In Lund's view, the ultimate problem is that the Jacobs overextended themselves to buy a house they could barely afford and are now looking to blame others for their financial woes. Among the Jacobs' problems is the fact they bought the house with a negative amortization loan, in which their mortgage payments were low initially but have been rising every year since while their equity in the house has been dwindling.

For the Jacobs, the story began unfolding in early 1988. Pauline was pregnant, and their house had grown too small for their growing family. They listed it for sale with Hardin of Coldwell Banker and began looking for another house to buy.

One night in early February, Pauline Jacob saw a for-sale sign in the neighborhood and asked Hardin to investigate. He called them back, saying that the MLS noted it was a new house, the Jacobs recalled.

They rushed to see the house, decided it was the house of their dreams and made an offer on it almost immediately, the Jacobs recalled, agreeing to pay the full $152,500 price to be sure they would get it. It was a difficult financial stretch for them on his salary as a D.C. police officer and his wife's as a home day-care provider, but they believed they would be able to handle it on the two incomes, Jacob said.

In retrospect, William Jacob said, they were perhaps naive not to ask more questions, and he acknowledges they knew little about construction and real estate practices.

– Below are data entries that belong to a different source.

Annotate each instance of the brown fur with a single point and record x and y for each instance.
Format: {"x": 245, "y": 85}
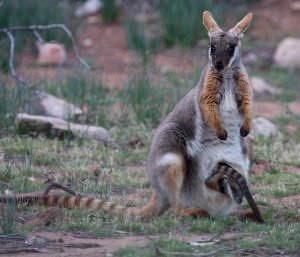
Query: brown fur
{"x": 220, "y": 60}
{"x": 244, "y": 101}
{"x": 209, "y": 101}
{"x": 177, "y": 163}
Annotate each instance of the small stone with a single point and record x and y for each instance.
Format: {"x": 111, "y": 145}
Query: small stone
{"x": 89, "y": 7}
{"x": 44, "y": 218}
{"x": 51, "y": 54}
{"x": 287, "y": 53}
{"x": 45, "y": 104}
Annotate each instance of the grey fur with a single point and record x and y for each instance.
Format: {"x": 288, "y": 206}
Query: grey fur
{"x": 185, "y": 133}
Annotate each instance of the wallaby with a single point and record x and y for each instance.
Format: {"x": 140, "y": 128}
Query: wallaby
{"x": 227, "y": 180}
{"x": 225, "y": 64}
{"x": 185, "y": 148}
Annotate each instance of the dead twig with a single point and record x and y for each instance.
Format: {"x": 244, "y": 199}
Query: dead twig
{"x": 59, "y": 186}
{"x": 159, "y": 252}
{"x": 34, "y": 29}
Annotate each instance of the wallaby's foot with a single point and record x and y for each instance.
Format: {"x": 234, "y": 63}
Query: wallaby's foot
{"x": 246, "y": 215}
{"x": 221, "y": 134}
{"x": 245, "y": 130}
{"x": 191, "y": 212}
{"x": 225, "y": 185}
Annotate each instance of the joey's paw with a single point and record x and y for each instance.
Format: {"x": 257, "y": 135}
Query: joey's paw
{"x": 222, "y": 134}
{"x": 245, "y": 130}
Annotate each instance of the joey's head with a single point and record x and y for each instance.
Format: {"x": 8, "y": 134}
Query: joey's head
{"x": 224, "y": 48}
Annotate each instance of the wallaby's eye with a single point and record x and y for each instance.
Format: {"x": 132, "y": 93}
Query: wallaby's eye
{"x": 231, "y": 50}
{"x": 212, "y": 48}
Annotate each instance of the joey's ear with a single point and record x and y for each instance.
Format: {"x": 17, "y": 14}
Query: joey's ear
{"x": 241, "y": 26}
{"x": 210, "y": 23}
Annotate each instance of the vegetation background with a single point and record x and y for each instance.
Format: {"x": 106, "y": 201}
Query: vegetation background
{"x": 145, "y": 55}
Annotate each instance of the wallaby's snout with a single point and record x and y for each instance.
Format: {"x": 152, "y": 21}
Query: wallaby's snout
{"x": 224, "y": 46}
{"x": 223, "y": 51}
{"x": 219, "y": 66}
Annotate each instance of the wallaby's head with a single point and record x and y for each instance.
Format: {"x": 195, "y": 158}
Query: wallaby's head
{"x": 224, "y": 47}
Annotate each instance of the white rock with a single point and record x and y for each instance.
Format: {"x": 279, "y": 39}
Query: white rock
{"x": 59, "y": 126}
{"x": 287, "y": 53}
{"x": 89, "y": 7}
{"x": 49, "y": 105}
{"x": 260, "y": 86}
{"x": 261, "y": 127}
{"x": 51, "y": 53}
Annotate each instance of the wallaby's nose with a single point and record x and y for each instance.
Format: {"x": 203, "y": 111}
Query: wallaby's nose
{"x": 219, "y": 66}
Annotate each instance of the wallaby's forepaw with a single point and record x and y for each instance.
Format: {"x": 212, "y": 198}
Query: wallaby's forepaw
{"x": 222, "y": 134}
{"x": 245, "y": 130}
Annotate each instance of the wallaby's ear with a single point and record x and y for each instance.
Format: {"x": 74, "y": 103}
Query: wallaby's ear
{"x": 241, "y": 26}
{"x": 210, "y": 23}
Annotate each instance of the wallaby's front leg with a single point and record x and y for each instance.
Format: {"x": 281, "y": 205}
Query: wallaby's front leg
{"x": 244, "y": 101}
{"x": 209, "y": 102}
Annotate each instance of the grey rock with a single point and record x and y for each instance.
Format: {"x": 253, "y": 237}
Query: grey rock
{"x": 45, "y": 104}
{"x": 59, "y": 126}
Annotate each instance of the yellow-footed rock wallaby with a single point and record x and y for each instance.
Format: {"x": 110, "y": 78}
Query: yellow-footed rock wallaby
{"x": 207, "y": 127}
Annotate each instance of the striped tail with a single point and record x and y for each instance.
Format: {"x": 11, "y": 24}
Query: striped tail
{"x": 74, "y": 202}
{"x": 225, "y": 169}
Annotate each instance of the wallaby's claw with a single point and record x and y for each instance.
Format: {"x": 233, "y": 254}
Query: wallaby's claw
{"x": 245, "y": 130}
{"x": 222, "y": 134}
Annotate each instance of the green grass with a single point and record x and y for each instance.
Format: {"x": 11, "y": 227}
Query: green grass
{"x": 181, "y": 21}
{"x": 139, "y": 41}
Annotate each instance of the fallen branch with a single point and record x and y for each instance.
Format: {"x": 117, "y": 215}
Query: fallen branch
{"x": 57, "y": 185}
{"x": 34, "y": 29}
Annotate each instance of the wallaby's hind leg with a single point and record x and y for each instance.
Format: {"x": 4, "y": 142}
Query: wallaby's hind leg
{"x": 245, "y": 100}
{"x": 173, "y": 182}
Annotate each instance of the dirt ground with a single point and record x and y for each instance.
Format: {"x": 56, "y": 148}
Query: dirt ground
{"x": 110, "y": 53}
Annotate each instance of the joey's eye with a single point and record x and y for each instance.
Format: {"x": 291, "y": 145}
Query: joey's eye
{"x": 231, "y": 50}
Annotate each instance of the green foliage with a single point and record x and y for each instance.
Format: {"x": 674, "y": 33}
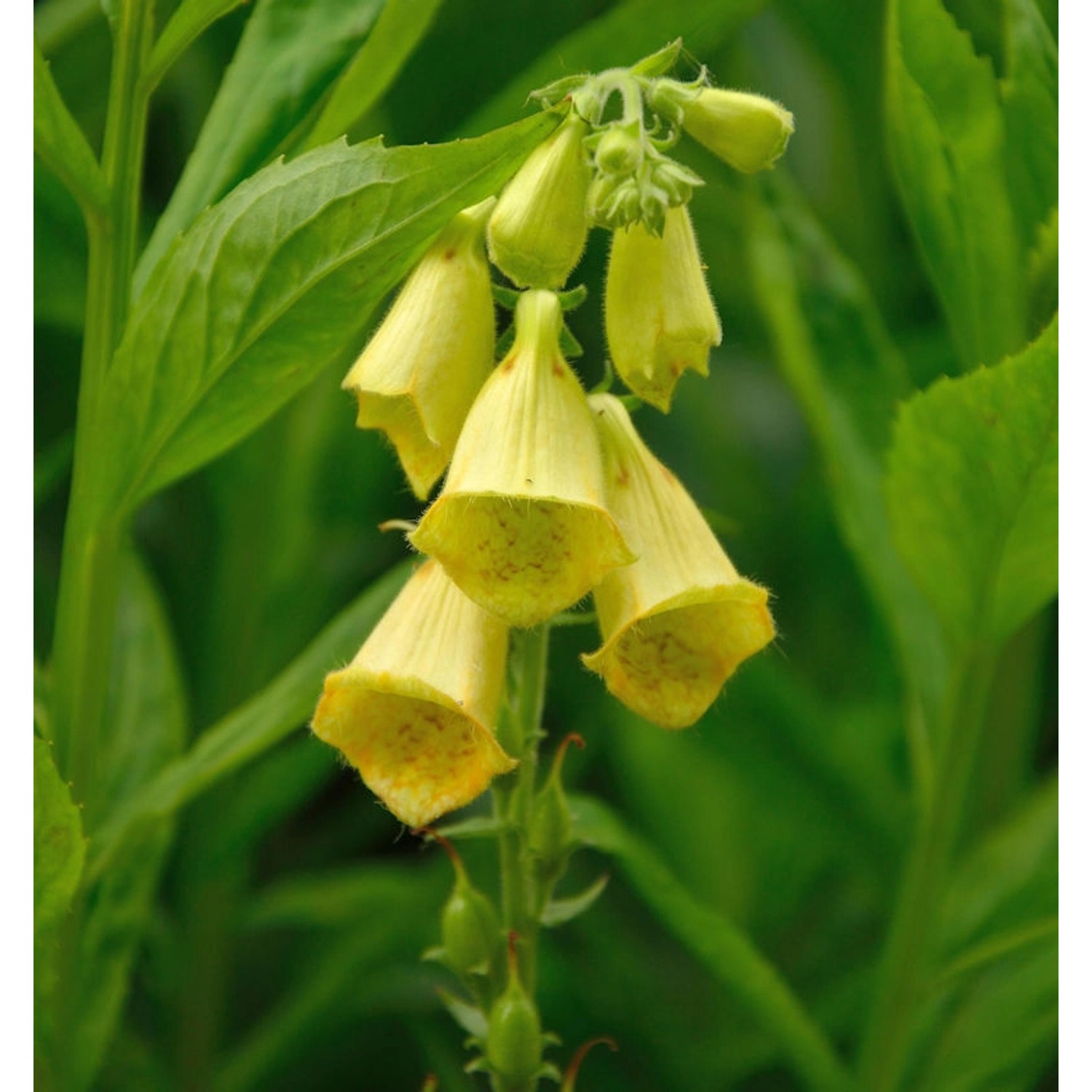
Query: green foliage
{"x": 973, "y": 491}
{"x": 847, "y": 874}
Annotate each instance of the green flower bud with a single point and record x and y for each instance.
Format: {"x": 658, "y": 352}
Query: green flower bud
{"x": 537, "y": 231}
{"x": 515, "y": 1040}
{"x": 748, "y": 132}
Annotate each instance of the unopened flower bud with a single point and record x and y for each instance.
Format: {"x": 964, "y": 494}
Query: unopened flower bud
{"x": 539, "y": 229}
{"x": 748, "y": 132}
{"x": 470, "y": 927}
{"x": 520, "y": 526}
{"x": 419, "y": 373}
{"x": 515, "y": 1041}
{"x": 678, "y": 622}
{"x": 660, "y": 317}
{"x": 416, "y": 709}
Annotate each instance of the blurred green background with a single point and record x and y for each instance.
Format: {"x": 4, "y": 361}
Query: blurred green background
{"x": 274, "y": 943}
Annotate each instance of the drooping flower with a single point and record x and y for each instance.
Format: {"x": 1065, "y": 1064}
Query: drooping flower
{"x": 521, "y": 526}
{"x": 416, "y": 709}
{"x": 417, "y": 377}
{"x": 678, "y": 622}
{"x": 660, "y": 317}
{"x": 539, "y": 229}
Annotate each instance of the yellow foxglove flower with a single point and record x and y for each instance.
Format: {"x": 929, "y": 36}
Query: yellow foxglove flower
{"x": 677, "y": 622}
{"x": 660, "y": 316}
{"x": 419, "y": 373}
{"x": 539, "y": 229}
{"x": 415, "y": 710}
{"x": 748, "y": 132}
{"x": 521, "y": 526}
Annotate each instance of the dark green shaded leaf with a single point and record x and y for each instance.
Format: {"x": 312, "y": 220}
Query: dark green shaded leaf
{"x": 286, "y": 58}
{"x": 379, "y": 60}
{"x": 189, "y": 21}
{"x": 1030, "y": 104}
{"x": 947, "y": 142}
{"x": 61, "y": 144}
{"x": 59, "y": 847}
{"x": 718, "y": 943}
{"x": 274, "y": 284}
{"x": 973, "y": 491}
{"x": 250, "y": 731}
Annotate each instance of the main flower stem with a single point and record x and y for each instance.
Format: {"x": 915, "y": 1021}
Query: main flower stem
{"x": 513, "y": 799}
{"x": 926, "y": 875}
{"x": 93, "y": 537}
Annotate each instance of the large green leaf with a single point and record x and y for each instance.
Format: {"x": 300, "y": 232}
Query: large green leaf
{"x": 59, "y": 850}
{"x": 973, "y": 491}
{"x": 378, "y": 61}
{"x": 251, "y": 729}
{"x": 272, "y": 285}
{"x": 1030, "y": 104}
{"x": 947, "y": 142}
{"x": 288, "y": 55}
{"x": 718, "y": 943}
{"x": 836, "y": 357}
{"x": 61, "y": 144}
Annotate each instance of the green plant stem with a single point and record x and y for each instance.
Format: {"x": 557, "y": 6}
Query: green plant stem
{"x": 903, "y": 971}
{"x": 89, "y": 579}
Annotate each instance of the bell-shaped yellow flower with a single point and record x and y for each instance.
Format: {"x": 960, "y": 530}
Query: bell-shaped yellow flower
{"x": 677, "y": 622}
{"x": 521, "y": 526}
{"x": 419, "y": 376}
{"x": 660, "y": 317}
{"x": 415, "y": 710}
{"x": 539, "y": 229}
{"x": 748, "y": 132}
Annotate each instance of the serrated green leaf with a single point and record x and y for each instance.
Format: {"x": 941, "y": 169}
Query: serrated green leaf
{"x": 59, "y": 849}
{"x": 61, "y": 144}
{"x": 288, "y": 55}
{"x": 189, "y": 21}
{"x": 1030, "y": 104}
{"x": 271, "y": 286}
{"x": 378, "y": 61}
{"x": 721, "y": 947}
{"x": 946, "y": 138}
{"x": 972, "y": 489}
{"x": 559, "y": 911}
{"x": 269, "y": 716}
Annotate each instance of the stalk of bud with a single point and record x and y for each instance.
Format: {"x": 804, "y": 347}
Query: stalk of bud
{"x": 679, "y": 622}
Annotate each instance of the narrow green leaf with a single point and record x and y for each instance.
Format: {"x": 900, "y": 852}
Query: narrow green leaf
{"x": 61, "y": 144}
{"x": 718, "y": 943}
{"x": 1030, "y": 104}
{"x": 972, "y": 489}
{"x": 559, "y": 911}
{"x": 59, "y": 849}
{"x": 269, "y": 716}
{"x": 286, "y": 58}
{"x": 845, "y": 376}
{"x": 189, "y": 21}
{"x": 402, "y": 24}
{"x": 946, "y": 135}
{"x": 274, "y": 284}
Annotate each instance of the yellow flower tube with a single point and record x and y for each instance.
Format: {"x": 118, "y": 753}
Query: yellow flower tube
{"x": 416, "y": 709}
{"x": 417, "y": 377}
{"x": 677, "y": 622}
{"x": 660, "y": 317}
{"x": 521, "y": 526}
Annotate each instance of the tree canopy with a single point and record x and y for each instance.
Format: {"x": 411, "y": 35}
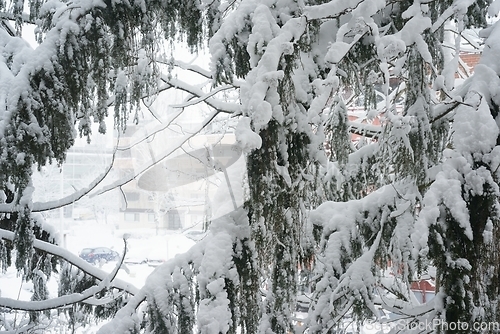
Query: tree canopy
{"x": 356, "y": 223}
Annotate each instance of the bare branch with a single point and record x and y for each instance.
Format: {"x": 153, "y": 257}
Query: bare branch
{"x": 67, "y": 200}
{"x": 142, "y": 169}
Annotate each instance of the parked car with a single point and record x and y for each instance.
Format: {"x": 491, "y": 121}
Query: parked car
{"x": 98, "y": 254}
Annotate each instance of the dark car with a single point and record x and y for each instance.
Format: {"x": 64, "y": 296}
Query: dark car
{"x": 98, "y": 254}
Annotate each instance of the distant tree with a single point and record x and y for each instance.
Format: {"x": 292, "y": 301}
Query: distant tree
{"x": 365, "y": 222}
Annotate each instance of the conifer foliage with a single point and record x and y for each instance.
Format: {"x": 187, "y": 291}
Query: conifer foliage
{"x": 355, "y": 224}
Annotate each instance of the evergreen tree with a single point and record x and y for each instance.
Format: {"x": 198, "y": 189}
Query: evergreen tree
{"x": 367, "y": 221}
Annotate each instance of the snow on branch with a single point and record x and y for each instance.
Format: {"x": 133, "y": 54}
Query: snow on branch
{"x": 77, "y": 262}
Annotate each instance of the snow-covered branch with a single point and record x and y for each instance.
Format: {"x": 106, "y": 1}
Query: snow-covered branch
{"x": 77, "y": 262}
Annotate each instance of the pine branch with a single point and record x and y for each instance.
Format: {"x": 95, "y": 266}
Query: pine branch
{"x": 77, "y": 262}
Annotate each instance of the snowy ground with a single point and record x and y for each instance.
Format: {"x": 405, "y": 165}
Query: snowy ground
{"x": 142, "y": 244}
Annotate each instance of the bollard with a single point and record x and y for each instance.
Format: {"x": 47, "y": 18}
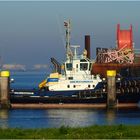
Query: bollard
{"x": 111, "y": 89}
{"x": 4, "y": 89}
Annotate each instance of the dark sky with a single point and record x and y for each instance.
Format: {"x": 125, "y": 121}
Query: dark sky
{"x": 32, "y": 32}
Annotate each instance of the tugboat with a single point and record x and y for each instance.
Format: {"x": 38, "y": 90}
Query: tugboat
{"x": 76, "y": 76}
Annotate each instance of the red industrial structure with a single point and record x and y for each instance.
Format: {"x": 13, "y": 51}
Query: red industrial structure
{"x": 117, "y": 58}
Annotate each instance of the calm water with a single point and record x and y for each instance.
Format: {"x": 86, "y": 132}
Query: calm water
{"x": 34, "y": 118}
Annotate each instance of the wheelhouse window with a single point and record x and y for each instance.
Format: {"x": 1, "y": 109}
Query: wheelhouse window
{"x": 69, "y": 66}
{"x": 83, "y": 66}
{"x": 90, "y": 66}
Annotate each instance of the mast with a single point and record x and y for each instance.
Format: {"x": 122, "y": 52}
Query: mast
{"x": 68, "y": 51}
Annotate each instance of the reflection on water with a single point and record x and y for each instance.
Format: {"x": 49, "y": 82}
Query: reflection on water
{"x": 35, "y": 118}
{"x": 111, "y": 114}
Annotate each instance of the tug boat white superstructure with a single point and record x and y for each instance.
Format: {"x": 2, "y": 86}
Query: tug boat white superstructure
{"x": 76, "y": 75}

"I've never owned a new home," William Jacob said. "I've lived in an apartment {almost} all my life. This was a dream for me."

He also said that he and his wife believed they were being represented by a real estate agent who was protecting their interests. In fact, however, a real estate agent who takes a buyer around to look at houses legally represents the seller of the new property, unless they have a written agreement to the contrary.

"I just left it up to him," William Jacob said. "He's the real estate man."

The Jacobs say they learned the bad news about the property's age from several different sources. Most shocking, however, was when they learned that the state day-care licensing agency would not give Pauline a license for the new house until the county fire marshal judged it safe. But the fire marshal wouldn't judge it safe until the final building inspection was completed -- and it had never been completed.

Lacking a license, Pauline Jacob has been unable to advertise for new clients or operate a licensed day-care center as she did in her former home, which has cost the family substantial amounts of would-be income, she said.

Even worse, according to her husband, is that they don't know how substantial the structural problems may be. He said he has received repair cost estimates ranging from $7,000 to $70,000.

The Lunds say they wanted to make the necessary repairs, but Jacob has blocked them from entering his house to do the work. William Jacob said he is willing to admit a repairman but only if he can get a written guarantee that the work will be done correctly.

At one point, county officials initiated efforts to require Lund to make the necessary repairs, but have backed off pending a resolution of the complicated and emotional dispute.

"This is one of the most bizarre cases I've ever seen," said county official Brown.